In the event of your AMD Ryzen or EPYC system being randomly reset or unexpectedly rebooted under Linux, the Linux kernel with the upcoming Linux 6.16 cycle is gaining the ability to report the reason for that reset. This is making use of a technical capability found going back to the AMD Zen 1 processors that the Linux kernel is now tapping into for reporting the cause of any previous system reset.
AMD CPUs back to Family 17h (Zen 1) have a register that indicates the cause of the previous reset. The Linux kernel will now report at boot time to the dmesg the cause of any previous reset on AMD systems by decoding that AMD register.
The register can indicate if the system was reset due to a thermal pin being tripped, if the power button was pressed or shutdown pin shorted, if an internal CPU thermal limit was tripped, if software issued a PCI reset, if an internal CPU shutdown event occurred, a parity error caused the reset, or various other recognized events that could cause a “random reboot” to occur.

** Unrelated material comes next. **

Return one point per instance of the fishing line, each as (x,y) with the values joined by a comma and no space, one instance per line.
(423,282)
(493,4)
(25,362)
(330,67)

On boot written to the kernel log, there will be a line beginning with “x86/amd: Previous system reset reason ” followed by the decoded reason for the previous system reset. Quite a useful addition albeit surprising this wasn’t added before with the register being around since Zen 1.
This patch adding the capability to report the reason for the last reset on AMD hardware was queued into tip/tip.git’s x86/platform branch and thus material ready for the upcoming Linux 6.16 merge window. Also queuing by way of tip/tip.git is the AMD Zen debugging documentation guide that has been worked on the past number of weeks.